JsonWhoIs

This Integration is part of the JsonWhoIs Pack.

Use the JsonWhoIs integration to enrich domain indicators.

Configure JsonWhoIs on Cortex XSOAR

1. Navigate to Settings > Integrations  > Servers & Services.

2. Search for JsonWhoIs.

3. Click Add instance to create and configure a new integration instance.

   Parameter	Description	Example
   Name	A meaningful name for the integration instance.	JsonWhoIs_instance_1
   API Token	Your JsonWhoIs API token	N/A
   System proxy	Runs the integration instance using the proxy server (HTTP or HTTPS) that you defined in the server configuration.	https://proxyserver.com
   Trust any certificate (not secure)	When selected, certificates are not checked.	N/A
   Do Not Use by Default	If checked the commands will not be used by default (this is influenced if two command are the same).	N/A

4. Click Test to validate the new instance.

Commands

You can execute these commands from the Cortex XSOAR CLI, as part of an automation, or in a playbook. After you successfully execute a command, a DBot message appears in the War Room with the command details.

Get enriched data

Returns enriched data for Domains, URLs, and IP addresses.

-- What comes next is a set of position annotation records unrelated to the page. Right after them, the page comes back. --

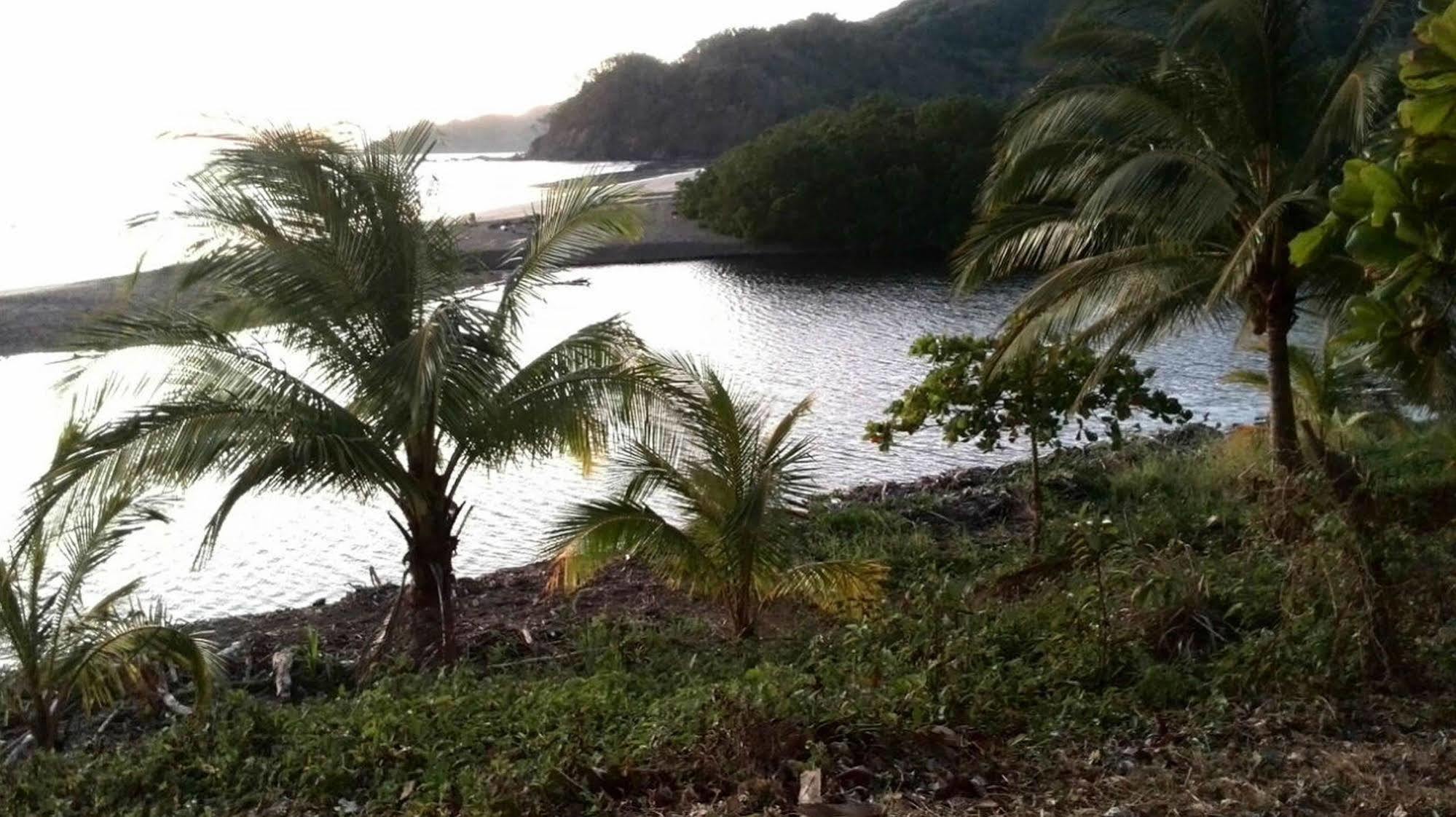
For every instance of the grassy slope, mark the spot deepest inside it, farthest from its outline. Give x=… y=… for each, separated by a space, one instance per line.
x=1250 y=663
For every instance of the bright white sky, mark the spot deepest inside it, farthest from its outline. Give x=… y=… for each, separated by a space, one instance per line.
x=77 y=71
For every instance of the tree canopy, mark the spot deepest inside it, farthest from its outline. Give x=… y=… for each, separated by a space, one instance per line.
x=875 y=177
x=740 y=82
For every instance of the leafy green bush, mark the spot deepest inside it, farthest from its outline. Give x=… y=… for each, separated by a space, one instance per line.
x=875 y=177
x=1208 y=601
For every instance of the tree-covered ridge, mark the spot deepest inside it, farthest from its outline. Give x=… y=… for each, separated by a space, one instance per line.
x=492 y=133
x=740 y=82
x=878 y=177
x=737 y=84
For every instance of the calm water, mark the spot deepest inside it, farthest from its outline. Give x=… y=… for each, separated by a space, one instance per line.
x=785 y=327
x=68 y=222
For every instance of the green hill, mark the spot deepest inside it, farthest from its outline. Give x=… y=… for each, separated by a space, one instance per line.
x=494 y=133
x=740 y=82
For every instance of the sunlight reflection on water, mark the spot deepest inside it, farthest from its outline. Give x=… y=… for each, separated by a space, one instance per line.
x=784 y=327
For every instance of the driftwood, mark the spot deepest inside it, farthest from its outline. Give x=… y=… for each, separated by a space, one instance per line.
x=283 y=674
x=170 y=704
x=811 y=787
x=386 y=631
x=842 y=810
x=19 y=749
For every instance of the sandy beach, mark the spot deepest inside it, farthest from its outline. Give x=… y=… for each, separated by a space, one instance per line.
x=42 y=320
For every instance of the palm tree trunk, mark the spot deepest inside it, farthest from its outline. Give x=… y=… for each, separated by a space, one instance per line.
x=1283 y=425
x=431 y=595
x=431 y=556
x=1036 y=496
x=45 y=726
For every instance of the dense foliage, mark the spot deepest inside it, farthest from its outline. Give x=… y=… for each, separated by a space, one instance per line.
x=985 y=660
x=737 y=84
x=1394 y=216
x=734 y=481
x=875 y=177
x=404 y=385
x=1164 y=190
x=1034 y=397
x=734 y=85
x=66 y=649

Notice: Submitting indicators using this command might make the indicator data publicly available. See the vendor’s documentation for more details.

Base Command

whois

Input

Argument Name	Description	Required
query	The URL, IP address, or domain to enrich.	Required

Context Output

Path	Type	Description
Domain.WHOIS.DomainStatus	Boolean	Whether the domain is registered.
Domain.WHOIS.NameServers	String	The name servers.
Domain.WHOIS.CreationDate	Date	The creation date.
Domain.WHOIS.UpdatedDate	Date	The updated date.
Domain.WHOIS.ExpirationDate	Date	The expiration date.
Domain.WHOIS.Registrant.Name	String	The registrant name.
Domain.WHOIS.Registrant.Email	String	The registrant email.
Domain.WHOIS.Registrant.Phone	String	The registrant phone.
Domain.WHOIS.Registrar.Name	String	The registrar name.
Domain.WHOIS.Registrar.Url	String	The registrar email.
Domain.WHOIS.Registrar.Organization	String	The registrar organization name.
Domain.WHOIS.Registrar.Id	Number	The registrar ID.
Domain.WHOIS.Admin.Name	String	The Admin name.
Domain.WHOIS.Admin.Email	String	The Admin email.
Domain.WHOIS.Admin.Phone	String	The Admin phone.

Command Example

!whois query=demisto.com

Context Example

{

"Domain": {

"WHOIS": {

"Admin": [

{

"Email": "5be9245893ff486d98c3640879bb2657.protect@whoisguard.com",

"Name": "WhoisGuard Protected",

"Phone": "+507.8365503"

}

],

"CreationDate": "2015-01-16T21:36:27.000Z",

"DomainStatus": "registered",

"ExpirationDate": "2026-01-16T21:36:27.000Z",

"NameServers": [

{

"Name": "pns31.cloudns.net"

},

{

"Name": "pns32.cloudns.net"

},

{

"Name": "pns33.cloudns.net"

},

{

"Name": "pns34.cloudns.net"

}

],

"Registrant": [

{

"Email": "5be9245893ff486d98c3640879bb2657.protect@whoisguard.com",

"Name": "WhoisGuard Protected",

"Phone": "+507.8365503"

}

],

"Registrar": {

"Id": "1068",

"Name": "NameCheap, Inc.",

"Url": "http://www.namecheap.com"

},

"UpdatedDate": "2019-05-14T16:14:12.000Z"

}

}

}

Human Readable Output

Admin account

Email	Name	Phone
5be9245893ff486d98c3640879bb2657.protect@whoisguard.com	WhoisGuard Protected	+507.8365503

Name servers

Name
pns31.cloudns.net
pns32.cloudns.net
pns33.cloudns.net
pns34.cloudns.net

Registrant

Email	Name	Phone
5be9245893ff486d98c3640879bb2657.protect@whoisguard.com	WhoisGuard Protected	+507.8365503

Registrar

Id	Name	Url
1068	NameCheap, Inc.	http://www.namecheap.com

Others

CreationDate	DomainStatus	ExpirationDate	UpdatedDate
2015-01-16T21:36:27.000Z	registered	2026-01-16T21:36:27.000Z	2019-05-14T16:14:12.000Z

Troubleshooting

The JsonWhoIs API is not stable. We recommend attempting a query three times before considering the query to fail.